The solution matrix tends to appear poorly condition when
colinearity
exists in series. The consequence of proceeding when
conditioning is
poor can range from highly-biased results to complete software failure.
This option, however, tends to be common when dealing with
Two-Stage Least Squares Fits due to the occurrence of correlated
explanatory variables often appearing during the Stage 1 regression(s).
Output
The two-stage least squares fit will generate a table of coefficient values as
well as the errors associated with each. The results of the
fit, including the R2 value are also output.
Independent variables that are not marked as instruments will be labeled with a "_HAT"

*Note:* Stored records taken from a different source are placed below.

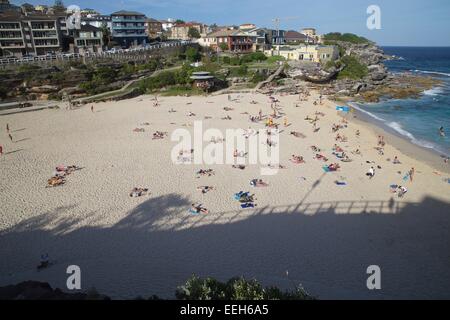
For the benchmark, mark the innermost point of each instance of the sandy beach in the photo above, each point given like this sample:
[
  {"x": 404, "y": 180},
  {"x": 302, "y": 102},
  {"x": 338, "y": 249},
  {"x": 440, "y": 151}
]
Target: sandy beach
[{"x": 324, "y": 234}]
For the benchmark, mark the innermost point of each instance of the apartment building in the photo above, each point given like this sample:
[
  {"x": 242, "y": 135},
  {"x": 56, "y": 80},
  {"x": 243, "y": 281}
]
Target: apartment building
[
  {"x": 128, "y": 28},
  {"x": 36, "y": 34},
  {"x": 313, "y": 53},
  {"x": 180, "y": 31},
  {"x": 88, "y": 39},
  {"x": 153, "y": 28}
]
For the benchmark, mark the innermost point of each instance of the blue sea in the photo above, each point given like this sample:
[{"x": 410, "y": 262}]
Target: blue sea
[{"x": 418, "y": 120}]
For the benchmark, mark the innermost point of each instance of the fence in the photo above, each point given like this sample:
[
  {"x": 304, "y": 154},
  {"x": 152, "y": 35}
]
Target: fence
[{"x": 136, "y": 54}]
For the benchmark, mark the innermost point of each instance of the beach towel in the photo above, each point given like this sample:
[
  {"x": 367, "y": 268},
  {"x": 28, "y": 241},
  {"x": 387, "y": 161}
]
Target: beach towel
[{"x": 193, "y": 212}]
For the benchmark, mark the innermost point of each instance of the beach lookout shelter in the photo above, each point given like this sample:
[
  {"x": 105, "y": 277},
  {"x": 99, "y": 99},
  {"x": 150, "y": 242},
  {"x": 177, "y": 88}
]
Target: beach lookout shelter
[{"x": 203, "y": 80}]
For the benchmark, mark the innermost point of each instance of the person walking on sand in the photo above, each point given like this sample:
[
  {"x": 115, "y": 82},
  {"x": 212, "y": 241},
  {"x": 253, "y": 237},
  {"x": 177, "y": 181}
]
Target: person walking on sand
[
  {"x": 441, "y": 132},
  {"x": 411, "y": 174}
]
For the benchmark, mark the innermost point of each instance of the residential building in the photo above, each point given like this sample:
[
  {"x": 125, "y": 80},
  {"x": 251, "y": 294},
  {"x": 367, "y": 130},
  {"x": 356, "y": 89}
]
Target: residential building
[
  {"x": 88, "y": 39},
  {"x": 294, "y": 37},
  {"x": 230, "y": 40},
  {"x": 5, "y": 5},
  {"x": 276, "y": 37},
  {"x": 247, "y": 26},
  {"x": 311, "y": 33},
  {"x": 180, "y": 31},
  {"x": 167, "y": 24},
  {"x": 128, "y": 28},
  {"x": 97, "y": 21},
  {"x": 259, "y": 39},
  {"x": 153, "y": 28},
  {"x": 36, "y": 34},
  {"x": 313, "y": 53}
]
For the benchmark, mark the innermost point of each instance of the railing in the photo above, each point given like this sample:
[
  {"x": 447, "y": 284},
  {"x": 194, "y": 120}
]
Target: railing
[{"x": 77, "y": 56}]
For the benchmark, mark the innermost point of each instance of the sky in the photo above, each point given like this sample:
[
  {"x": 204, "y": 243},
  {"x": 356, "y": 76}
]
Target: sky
[{"x": 403, "y": 22}]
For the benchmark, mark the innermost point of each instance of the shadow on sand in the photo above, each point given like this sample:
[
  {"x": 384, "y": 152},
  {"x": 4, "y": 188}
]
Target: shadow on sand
[{"x": 325, "y": 246}]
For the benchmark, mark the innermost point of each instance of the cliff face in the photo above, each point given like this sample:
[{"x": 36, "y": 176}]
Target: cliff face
[{"x": 376, "y": 83}]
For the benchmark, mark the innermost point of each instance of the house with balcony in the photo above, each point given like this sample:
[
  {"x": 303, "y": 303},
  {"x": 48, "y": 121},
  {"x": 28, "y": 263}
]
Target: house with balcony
[
  {"x": 228, "y": 40},
  {"x": 88, "y": 39},
  {"x": 35, "y": 34},
  {"x": 312, "y": 53},
  {"x": 180, "y": 31},
  {"x": 153, "y": 28},
  {"x": 128, "y": 28}
]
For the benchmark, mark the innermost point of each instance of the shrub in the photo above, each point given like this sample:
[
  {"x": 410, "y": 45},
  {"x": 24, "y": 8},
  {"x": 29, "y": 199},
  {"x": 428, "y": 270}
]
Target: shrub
[
  {"x": 197, "y": 288},
  {"x": 353, "y": 69}
]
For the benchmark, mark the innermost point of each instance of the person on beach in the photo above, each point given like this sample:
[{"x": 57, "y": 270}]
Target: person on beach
[
  {"x": 411, "y": 174},
  {"x": 371, "y": 173}
]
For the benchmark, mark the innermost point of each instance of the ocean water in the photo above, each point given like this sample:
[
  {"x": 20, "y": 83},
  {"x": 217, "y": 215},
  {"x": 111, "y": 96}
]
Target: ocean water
[{"x": 418, "y": 120}]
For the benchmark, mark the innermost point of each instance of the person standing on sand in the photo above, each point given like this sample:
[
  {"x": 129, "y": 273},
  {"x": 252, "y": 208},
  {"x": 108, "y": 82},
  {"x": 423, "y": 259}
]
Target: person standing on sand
[{"x": 411, "y": 174}]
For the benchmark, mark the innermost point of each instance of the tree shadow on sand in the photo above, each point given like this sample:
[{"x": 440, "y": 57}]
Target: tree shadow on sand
[{"x": 325, "y": 246}]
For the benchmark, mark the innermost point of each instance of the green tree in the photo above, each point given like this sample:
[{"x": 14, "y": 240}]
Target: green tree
[
  {"x": 192, "y": 54},
  {"x": 106, "y": 34},
  {"x": 223, "y": 46},
  {"x": 193, "y": 33},
  {"x": 197, "y": 288}
]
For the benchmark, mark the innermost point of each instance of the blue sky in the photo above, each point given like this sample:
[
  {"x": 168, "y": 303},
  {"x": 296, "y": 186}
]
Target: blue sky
[{"x": 404, "y": 22}]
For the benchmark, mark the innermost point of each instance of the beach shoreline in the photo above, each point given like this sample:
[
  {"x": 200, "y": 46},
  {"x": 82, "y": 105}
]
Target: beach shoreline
[
  {"x": 429, "y": 156},
  {"x": 324, "y": 233}
]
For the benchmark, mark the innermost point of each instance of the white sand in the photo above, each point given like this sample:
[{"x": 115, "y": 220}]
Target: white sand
[{"x": 325, "y": 235}]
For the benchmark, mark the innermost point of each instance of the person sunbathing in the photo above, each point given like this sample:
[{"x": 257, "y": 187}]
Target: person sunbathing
[
  {"x": 334, "y": 167},
  {"x": 159, "y": 135},
  {"x": 337, "y": 148},
  {"x": 298, "y": 134},
  {"x": 396, "y": 161},
  {"x": 321, "y": 157},
  {"x": 258, "y": 183},
  {"x": 297, "y": 159},
  {"x": 207, "y": 172},
  {"x": 315, "y": 149},
  {"x": 205, "y": 189},
  {"x": 55, "y": 181},
  {"x": 138, "y": 192},
  {"x": 198, "y": 208},
  {"x": 401, "y": 191}
]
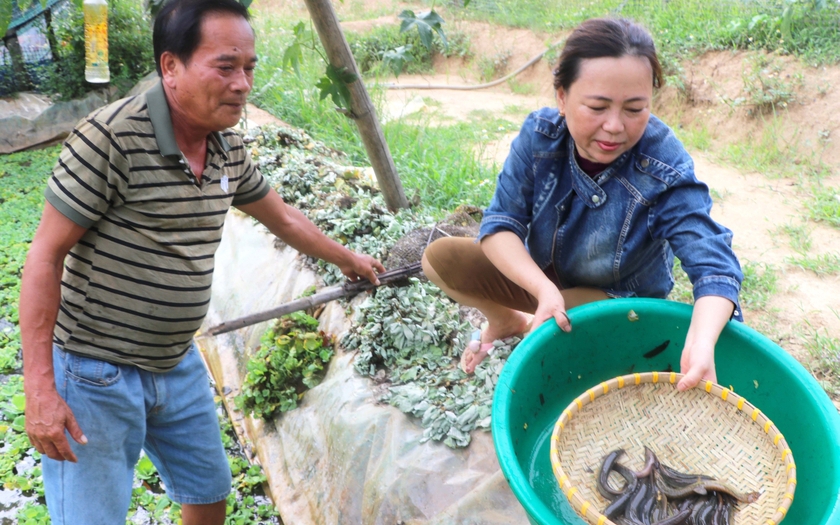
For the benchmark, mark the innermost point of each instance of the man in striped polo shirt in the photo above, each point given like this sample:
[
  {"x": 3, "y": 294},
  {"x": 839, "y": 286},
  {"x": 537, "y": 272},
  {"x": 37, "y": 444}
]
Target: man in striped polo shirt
[{"x": 118, "y": 276}]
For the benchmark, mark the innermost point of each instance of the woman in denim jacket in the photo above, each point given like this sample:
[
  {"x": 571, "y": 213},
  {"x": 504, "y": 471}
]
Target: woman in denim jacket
[{"x": 594, "y": 201}]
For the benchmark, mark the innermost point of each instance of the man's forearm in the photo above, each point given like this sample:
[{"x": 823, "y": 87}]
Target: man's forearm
[{"x": 39, "y": 298}]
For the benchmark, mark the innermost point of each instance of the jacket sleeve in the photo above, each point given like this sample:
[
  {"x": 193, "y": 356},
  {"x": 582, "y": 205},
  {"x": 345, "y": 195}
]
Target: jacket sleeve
[
  {"x": 682, "y": 216},
  {"x": 512, "y": 203}
]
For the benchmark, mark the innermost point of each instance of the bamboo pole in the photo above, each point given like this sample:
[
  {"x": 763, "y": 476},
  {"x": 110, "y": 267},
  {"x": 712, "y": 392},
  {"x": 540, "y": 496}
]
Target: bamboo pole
[{"x": 338, "y": 52}]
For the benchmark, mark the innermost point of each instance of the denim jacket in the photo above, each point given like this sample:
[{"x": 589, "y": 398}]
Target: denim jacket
[{"x": 620, "y": 231}]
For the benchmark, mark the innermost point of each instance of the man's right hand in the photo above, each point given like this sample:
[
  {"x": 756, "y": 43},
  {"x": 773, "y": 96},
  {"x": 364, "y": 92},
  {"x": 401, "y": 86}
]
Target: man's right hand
[{"x": 47, "y": 416}]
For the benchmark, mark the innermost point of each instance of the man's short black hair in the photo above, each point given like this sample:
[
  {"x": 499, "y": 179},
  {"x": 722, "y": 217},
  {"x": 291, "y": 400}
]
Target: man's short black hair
[{"x": 178, "y": 25}]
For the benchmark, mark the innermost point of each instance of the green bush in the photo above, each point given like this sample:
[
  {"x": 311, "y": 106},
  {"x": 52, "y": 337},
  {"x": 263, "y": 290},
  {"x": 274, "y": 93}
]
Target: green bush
[
  {"x": 130, "y": 52},
  {"x": 369, "y": 48},
  {"x": 290, "y": 359}
]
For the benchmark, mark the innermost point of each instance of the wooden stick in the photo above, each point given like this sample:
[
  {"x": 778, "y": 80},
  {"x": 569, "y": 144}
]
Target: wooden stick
[
  {"x": 348, "y": 289},
  {"x": 339, "y": 54}
]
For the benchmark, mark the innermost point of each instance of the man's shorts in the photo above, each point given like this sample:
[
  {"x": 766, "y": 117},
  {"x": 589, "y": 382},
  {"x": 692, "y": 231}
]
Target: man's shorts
[{"x": 122, "y": 409}]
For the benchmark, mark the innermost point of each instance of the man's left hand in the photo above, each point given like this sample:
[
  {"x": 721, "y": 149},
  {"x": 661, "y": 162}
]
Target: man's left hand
[{"x": 362, "y": 266}]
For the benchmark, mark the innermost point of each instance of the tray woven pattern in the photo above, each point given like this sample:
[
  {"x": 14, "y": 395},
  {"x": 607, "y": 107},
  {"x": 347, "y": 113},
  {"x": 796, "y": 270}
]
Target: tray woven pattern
[{"x": 708, "y": 429}]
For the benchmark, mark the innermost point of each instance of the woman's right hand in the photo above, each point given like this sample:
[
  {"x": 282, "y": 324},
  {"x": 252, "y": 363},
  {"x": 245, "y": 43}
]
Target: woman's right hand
[{"x": 551, "y": 304}]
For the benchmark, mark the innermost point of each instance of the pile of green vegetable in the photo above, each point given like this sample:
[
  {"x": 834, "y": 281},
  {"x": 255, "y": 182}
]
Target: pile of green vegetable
[{"x": 409, "y": 337}]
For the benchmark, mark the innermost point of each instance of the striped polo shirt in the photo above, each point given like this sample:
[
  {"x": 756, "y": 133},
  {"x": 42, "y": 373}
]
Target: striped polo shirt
[{"x": 136, "y": 287}]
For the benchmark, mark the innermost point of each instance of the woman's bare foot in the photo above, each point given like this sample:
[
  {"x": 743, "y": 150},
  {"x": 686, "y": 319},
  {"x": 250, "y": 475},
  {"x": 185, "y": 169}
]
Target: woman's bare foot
[{"x": 475, "y": 351}]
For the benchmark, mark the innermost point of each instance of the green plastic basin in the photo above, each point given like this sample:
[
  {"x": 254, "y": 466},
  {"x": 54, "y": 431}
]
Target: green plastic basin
[{"x": 550, "y": 368}]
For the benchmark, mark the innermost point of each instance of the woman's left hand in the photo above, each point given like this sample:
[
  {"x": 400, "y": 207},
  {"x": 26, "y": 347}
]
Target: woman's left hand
[
  {"x": 698, "y": 364},
  {"x": 710, "y": 315}
]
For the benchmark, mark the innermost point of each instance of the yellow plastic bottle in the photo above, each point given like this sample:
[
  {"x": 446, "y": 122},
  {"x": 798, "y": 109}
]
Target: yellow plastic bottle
[{"x": 96, "y": 41}]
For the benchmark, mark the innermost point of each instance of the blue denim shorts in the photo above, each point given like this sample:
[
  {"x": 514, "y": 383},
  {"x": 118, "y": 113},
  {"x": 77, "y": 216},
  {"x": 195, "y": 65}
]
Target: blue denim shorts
[{"x": 122, "y": 409}]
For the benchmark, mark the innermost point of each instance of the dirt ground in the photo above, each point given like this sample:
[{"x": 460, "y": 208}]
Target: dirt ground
[{"x": 754, "y": 205}]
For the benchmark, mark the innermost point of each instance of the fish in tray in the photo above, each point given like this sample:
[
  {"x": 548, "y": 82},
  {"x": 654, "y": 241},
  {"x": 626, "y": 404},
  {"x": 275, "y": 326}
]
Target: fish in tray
[{"x": 660, "y": 495}]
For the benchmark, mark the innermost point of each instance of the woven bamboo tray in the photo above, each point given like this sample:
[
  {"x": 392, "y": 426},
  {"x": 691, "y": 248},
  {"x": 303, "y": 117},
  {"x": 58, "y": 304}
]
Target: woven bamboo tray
[{"x": 706, "y": 430}]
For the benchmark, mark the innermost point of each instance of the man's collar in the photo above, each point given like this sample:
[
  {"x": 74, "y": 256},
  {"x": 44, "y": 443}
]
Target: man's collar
[{"x": 162, "y": 123}]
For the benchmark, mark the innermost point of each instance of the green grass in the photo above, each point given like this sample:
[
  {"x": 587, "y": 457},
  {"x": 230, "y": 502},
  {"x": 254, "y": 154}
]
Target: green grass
[
  {"x": 824, "y": 364},
  {"x": 759, "y": 285},
  {"x": 799, "y": 235},
  {"x": 775, "y": 151},
  {"x": 824, "y": 204},
  {"x": 684, "y": 27},
  {"x": 822, "y": 264},
  {"x": 696, "y": 136}
]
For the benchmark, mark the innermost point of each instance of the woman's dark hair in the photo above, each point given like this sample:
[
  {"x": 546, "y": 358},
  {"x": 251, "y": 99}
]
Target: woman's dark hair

suffix, denoting that a proxy variable was used in stage 2 of the
regression process. An example from a least squares fit is shown
below:
Results of the Two-Stage Least Squares Regression
Regression Variable: CO
---------------------------------------------------------------
Sum Squared of the Residuals: 3.3633E04
Standard Error of the Fit : 34.6582
R-Squared Value : 0.99723
Adjusted R-Squared Value : 0.99703
---------------------------------------------------------------
Constant: -145.29034 Std Err: 29.87929 t-Score: -4.86258
Coef 0 (CO_lagged): 0.0308
Std Err: 0.02789
t-Score: 1.10442
Coef 1 (YD_HAT): 0.91049 Std
Err: 0.03041 t-Score:
29.93612
Further information can be generated after the regression. By
selecting "Generate Column Data" from the "Perform Fit" menu, the
estimated dependent variable data will be output as a new variable in
the Data window. The resulting covariance matrix can be
viewed by selecting "View Covariance Matrix..." from the "Supporting
Data Menu." The residuals from the regression can also be
output to the Data window as a new variable by selecting "Output
Residuals to Column" from the "Supporting Data Menu."
Method
The Two-Stage Least Squares Fit makes use of the Least Squares Fit procedure
for each stage. In stage 1, any endogenous,
non-instrument variables are regressed against all instruments.
The resulting regressions from stage 1 are used to generate
complete proxy variables, which are used in the stage 2 regression.
All residuals are recomputed with respect to the true variables
(not the proxy variables); these residuals are used in the calculation
of the covariance matrix and all derived values.